Pour arriver à avoir à l’interne ces travailleurs qui en attirent d’autres, Adfast mise notamment sur la diversité. « La porte doit être ouverte sans jugement aux femmes, aux jeunes et aux personnes de tous les pays, et il faut les protéger de situations toxiques qui pourraient faire en sorte qu’ils ne restent pas », selon Yves Dandurand.
Selon Amélie Castonguay, il est de plus en plus difficile d’attirer et de garder. « On ne peut plus être réactif par rapport à la main-d’œuvre. Il faut être proactif. Il faut réfléchir aux pratiques qui relèvent de l’expérience des employés en plus de celles reliées au recrutement. Il faut les analyser pour identifier celles qui fonctionnent pour être prêt quand un gestionnaire présente un besoin futur ».
À son avis, la compensation pour le travail accompli, le développement professionnel et la reconnaissance des mérites font partie des ingrédients à ne pas négliger ou oublier. Selon elle, « avoir des programmes personnalisés démontre une attention portée aux besoins et aux réalités des personnes, de même qu’à ce qui compte pour elles et à ce qu’elles veulent retrouver dans leur expérience ».

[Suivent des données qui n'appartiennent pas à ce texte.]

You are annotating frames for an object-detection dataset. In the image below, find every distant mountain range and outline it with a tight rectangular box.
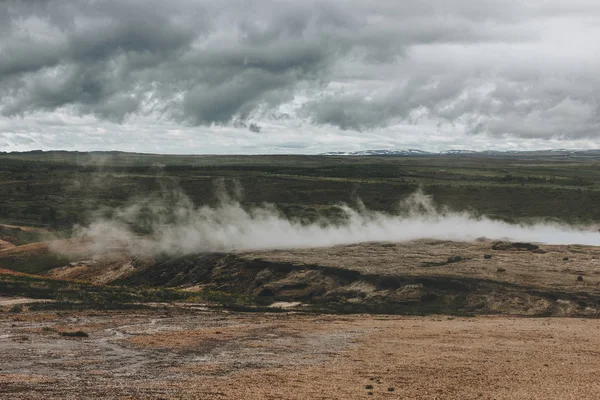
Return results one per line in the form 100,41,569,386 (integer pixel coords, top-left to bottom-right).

Les programmes personnalisés de développement professionnel tiennent compte des compétences qui sont déjà maîtrisées et de celles que les personnes souhaitent maîtriser, même s’il faut cinq ans pour y parvenir. « Personne n’est perçu comme un pion », a-t-elle ajouté. Des suivis en cours de parcours permettent de partager en détail les éléments à améliorer, les erreurs d’apprentissage avec de nouvelles technologies sont tolérées, le plaisir en apprenant est encouragé et des changements de département et de rôles ne sont pas exclus.
Comme Industries Gould, Adfast mise sur sa créativité pour reconnaître des expériences et des potentiels connexes qui ne sont pas exactement celles qui sont recherchées. « Des entreprises ont une liste d’épicerie et elles aimeraient que le candidat coche toutes les cases. Ce serait un monde parfait. Il faut se demander si la personne a le potentiel d’apprendre avec nos ressources », selon Amélie Castonguay.
Jean-François Lacombe, vice-président du développement des équipements et des technologies de production chez Adfast, a ajouté qu’une finissante de maîtrise en programmation qui ne travaillait pas encore dans son domaine au Québec a été récemment engagée sans entrevue à la suite d’une visite des installations d’Adfast. « Lors de la visite j’ai vu tout de suite ses yeux en voyant nos équipements d’automatisation et de robotisation. J’ai senti de bonnes vibrations. Je ressens les gens comme ça », a-t-il mentionné.
Même chose pour l’embauche d’employés de maintenance, de soudeurs et de machinistes, par exemple, qu’ils soient en début ou en fin de carrière. « Nous demandons d’apporter leurs bottes et de s’habiller pour travailler. Nous les amenons dans l’usine et nous leur faisons rencontrer leur futur mentor ou compagnon. Ce que nous vérifions, c’est leur passion et s’ils veulent travailler », dit-il.
« Les technologies sont un peu des jouets. Il faut que les employés les voient ainsi, qu’ils s’amusent avec, qu’ils se les approprient. Elles deviennent leurs projets. Nous n’attendons pas la réussite instantanée. Nous travaillons et nous développons pour l’atteindre. Nous ne regardons pas le temps passer », a conclu Jean-François Lacombe.
Selon Cyril Hebert, directeur de l’automatisation et de la robotisation des lignes de production, les machines ne sont pas complètement autonomes et indépendantes, sauf qu’elles requièrent moins d’attention qu’avant, ce qui permet aux opérateurs de faire autre chose en plus. Des tâches plus difficiles physiquement, qui ne demandaient pas une grande intelligence ou qui étaient propices aux erreurs humaines d’inattention ont notamment été automatisées.